Frankie: It should be a joyous occasion in itself. And then I started to fear that I had turned into one of those Birthday Loathers? A person who dwells on an approaching Birthday and then belittles it when it arrives. Moping that the years are passing us by and reminiscing on the younger years.
I don’t want to be like that!! Time has moved fast and I can clearly remember the time when I dreamt of turning 18. Turning 18, so I could go out and party, legally, and do adult things. But after that big 18, the years flew by and I can barely separate or distinctly remember the Birthdays between the years.
I’m still in my 20’s. Yes the late 20’s, and so what!! I don’t want to dwell on what could have been, what is or what I’m not happy with. I don’t want the attitude of, “another year of things I didn’t accomplish”. I am going to do the things I plan and set out to do and if I’m not happy with something, I will not let it bring me down. I won’t spare a negative thought on it, but instead positive thought on how I can change it!!!

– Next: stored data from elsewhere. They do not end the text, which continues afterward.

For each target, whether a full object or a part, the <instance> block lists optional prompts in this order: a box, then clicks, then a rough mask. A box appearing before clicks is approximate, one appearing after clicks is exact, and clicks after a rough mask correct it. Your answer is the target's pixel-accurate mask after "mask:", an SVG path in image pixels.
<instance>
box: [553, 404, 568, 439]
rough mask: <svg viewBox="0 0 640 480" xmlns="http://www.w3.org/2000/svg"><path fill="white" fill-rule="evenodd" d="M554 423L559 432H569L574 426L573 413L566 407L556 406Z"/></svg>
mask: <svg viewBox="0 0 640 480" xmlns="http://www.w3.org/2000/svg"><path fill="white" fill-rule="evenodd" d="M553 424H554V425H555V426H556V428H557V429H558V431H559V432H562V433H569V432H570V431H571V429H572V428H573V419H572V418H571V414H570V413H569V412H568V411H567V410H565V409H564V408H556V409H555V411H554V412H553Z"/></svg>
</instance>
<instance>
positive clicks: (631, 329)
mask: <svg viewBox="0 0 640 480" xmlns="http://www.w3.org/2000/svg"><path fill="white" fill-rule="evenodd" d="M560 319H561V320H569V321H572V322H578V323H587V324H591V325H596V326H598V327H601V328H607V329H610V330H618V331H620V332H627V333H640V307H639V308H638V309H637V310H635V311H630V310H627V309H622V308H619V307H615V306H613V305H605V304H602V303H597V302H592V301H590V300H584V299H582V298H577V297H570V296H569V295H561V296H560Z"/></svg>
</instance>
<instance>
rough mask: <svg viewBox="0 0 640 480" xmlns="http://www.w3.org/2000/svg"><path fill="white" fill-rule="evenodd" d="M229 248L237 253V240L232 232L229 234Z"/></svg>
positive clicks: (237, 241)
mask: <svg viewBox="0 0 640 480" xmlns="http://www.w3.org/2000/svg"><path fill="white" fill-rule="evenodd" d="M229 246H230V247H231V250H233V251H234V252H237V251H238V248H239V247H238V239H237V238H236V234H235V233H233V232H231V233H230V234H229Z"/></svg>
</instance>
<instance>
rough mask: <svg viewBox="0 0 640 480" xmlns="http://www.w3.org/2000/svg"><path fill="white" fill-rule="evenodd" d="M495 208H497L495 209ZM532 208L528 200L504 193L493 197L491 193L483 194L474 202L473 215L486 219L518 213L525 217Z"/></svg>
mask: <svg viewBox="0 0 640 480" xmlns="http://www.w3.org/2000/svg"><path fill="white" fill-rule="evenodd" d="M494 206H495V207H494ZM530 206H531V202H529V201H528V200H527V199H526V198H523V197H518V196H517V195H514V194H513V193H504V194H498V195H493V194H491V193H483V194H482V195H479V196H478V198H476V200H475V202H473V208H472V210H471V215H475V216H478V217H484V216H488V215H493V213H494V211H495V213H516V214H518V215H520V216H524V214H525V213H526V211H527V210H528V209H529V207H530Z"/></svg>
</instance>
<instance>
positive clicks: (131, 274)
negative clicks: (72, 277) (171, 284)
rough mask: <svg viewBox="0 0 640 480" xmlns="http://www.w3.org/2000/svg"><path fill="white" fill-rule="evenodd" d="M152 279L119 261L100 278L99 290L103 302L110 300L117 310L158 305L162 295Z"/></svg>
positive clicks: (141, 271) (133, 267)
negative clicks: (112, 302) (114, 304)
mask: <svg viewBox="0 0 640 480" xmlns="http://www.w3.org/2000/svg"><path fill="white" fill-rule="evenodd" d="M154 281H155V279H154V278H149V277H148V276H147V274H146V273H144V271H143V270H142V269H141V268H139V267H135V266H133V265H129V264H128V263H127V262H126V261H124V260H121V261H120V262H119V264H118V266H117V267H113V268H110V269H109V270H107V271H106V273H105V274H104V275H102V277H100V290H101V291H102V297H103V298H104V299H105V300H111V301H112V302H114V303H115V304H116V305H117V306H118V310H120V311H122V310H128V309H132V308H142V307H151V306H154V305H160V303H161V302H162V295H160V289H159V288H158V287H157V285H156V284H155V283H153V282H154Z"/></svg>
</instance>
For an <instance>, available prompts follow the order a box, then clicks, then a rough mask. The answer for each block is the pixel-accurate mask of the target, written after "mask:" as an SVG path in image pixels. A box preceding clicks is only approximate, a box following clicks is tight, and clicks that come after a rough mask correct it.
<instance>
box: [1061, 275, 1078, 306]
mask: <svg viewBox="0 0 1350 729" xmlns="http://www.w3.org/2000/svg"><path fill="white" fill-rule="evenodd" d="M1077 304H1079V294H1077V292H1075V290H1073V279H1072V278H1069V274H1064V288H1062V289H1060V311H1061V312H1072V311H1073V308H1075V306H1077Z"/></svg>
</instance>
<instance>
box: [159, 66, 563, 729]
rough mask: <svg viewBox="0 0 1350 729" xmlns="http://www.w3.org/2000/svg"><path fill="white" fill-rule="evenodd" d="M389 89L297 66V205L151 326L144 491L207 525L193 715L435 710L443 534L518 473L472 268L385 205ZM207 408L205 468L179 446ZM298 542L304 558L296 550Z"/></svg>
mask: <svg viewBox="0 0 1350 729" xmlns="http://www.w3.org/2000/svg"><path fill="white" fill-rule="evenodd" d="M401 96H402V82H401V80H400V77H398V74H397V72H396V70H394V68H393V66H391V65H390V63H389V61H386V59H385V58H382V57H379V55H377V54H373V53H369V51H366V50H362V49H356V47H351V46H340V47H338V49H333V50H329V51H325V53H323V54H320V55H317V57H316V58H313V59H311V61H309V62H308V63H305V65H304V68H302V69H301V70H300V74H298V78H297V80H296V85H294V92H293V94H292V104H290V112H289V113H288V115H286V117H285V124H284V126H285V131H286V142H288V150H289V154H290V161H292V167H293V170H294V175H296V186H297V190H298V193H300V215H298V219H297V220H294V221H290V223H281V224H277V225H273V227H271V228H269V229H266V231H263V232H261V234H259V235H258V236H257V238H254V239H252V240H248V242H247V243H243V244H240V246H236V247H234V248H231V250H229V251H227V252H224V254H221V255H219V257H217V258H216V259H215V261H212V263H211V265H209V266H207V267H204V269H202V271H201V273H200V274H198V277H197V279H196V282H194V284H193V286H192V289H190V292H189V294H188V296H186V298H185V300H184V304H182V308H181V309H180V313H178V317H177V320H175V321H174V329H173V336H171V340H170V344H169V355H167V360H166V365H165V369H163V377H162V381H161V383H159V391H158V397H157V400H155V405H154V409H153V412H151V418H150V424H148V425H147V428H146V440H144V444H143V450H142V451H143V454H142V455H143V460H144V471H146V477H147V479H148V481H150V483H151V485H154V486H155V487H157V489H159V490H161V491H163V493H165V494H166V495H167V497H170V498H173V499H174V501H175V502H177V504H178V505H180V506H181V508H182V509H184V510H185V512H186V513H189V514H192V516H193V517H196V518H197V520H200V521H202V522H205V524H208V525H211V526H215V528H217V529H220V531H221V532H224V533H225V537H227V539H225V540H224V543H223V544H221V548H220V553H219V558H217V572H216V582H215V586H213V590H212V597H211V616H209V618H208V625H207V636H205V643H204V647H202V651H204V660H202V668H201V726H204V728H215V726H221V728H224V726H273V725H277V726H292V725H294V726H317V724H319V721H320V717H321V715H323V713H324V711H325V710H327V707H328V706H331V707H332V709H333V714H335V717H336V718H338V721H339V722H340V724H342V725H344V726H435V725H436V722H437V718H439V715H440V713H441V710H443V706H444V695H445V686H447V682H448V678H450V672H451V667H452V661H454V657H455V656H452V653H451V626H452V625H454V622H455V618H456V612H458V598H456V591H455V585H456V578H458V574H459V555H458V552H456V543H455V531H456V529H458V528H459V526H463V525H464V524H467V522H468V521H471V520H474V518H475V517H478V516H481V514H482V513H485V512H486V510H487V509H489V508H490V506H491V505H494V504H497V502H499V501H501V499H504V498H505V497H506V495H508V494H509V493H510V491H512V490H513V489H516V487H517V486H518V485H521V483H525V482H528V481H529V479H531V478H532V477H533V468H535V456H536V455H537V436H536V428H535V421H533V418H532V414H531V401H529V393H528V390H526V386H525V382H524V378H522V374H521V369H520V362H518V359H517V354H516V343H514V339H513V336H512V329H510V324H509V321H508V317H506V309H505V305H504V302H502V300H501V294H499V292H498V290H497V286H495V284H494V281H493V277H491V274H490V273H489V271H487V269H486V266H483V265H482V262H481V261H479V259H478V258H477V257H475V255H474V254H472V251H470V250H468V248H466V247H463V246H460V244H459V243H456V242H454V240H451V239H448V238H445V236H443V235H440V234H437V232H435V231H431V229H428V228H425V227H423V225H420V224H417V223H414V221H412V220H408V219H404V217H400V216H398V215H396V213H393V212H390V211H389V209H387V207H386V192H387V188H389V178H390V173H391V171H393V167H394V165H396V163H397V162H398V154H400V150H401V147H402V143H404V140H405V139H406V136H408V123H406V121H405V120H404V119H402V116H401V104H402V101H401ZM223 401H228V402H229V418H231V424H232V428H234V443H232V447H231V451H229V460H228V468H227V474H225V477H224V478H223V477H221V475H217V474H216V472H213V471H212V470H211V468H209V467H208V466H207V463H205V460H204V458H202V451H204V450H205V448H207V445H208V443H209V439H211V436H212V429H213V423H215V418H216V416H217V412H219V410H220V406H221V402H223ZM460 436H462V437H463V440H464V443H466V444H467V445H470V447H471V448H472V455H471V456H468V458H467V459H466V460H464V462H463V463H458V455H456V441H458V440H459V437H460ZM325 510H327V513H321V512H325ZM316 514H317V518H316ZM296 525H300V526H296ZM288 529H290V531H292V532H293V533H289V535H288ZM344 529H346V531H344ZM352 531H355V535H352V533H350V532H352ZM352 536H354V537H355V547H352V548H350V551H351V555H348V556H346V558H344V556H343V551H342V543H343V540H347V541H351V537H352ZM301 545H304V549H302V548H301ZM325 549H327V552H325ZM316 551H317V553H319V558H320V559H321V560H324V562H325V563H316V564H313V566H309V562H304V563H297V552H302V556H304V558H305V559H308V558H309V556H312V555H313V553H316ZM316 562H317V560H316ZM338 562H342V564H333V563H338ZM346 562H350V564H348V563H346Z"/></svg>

I have much to experience and plenty time to do it. I have always believed you are as old as you feel. And you will always have the whole rest of your life to do or be what you want. No matter what age and at any age...
Bella: Hmmm Frankie, good topic...I wonder secretly if your post was inspired for me? :) I mostly agree with what you're saying. I've never been the type of person who doesn't like telling people how old I am or secrectly wishing away the day so know one will know. Birthday's to me signify another year of knowledge, experience and life gained.
Yesterday though, I just wasn't feeling it. I don't know why I just wasn't. And I think of all the days, your birthday is one day where you can sulk and mope if you want to. Maybe it's that I got up early and went to the gym when I really didn't feel like it. Or maybe it was that I had to go to work. Or maybe it was that I was really, really hoping for something but I didn't get it. (not to sound ungrateful for my gifts cause I am grateful, but I had one little guilty moment of disappointment). Maybe it was just the usual flurry of last minute planning and organising for something to do from the family which made me feel a bit of an afterthought. Anyway water it was I was just a bit down.
BUT..I'm over it now! I don't mope long or often. I'm happy to be 28 and happy for everything that I have in life and for what I achieved in the year gone.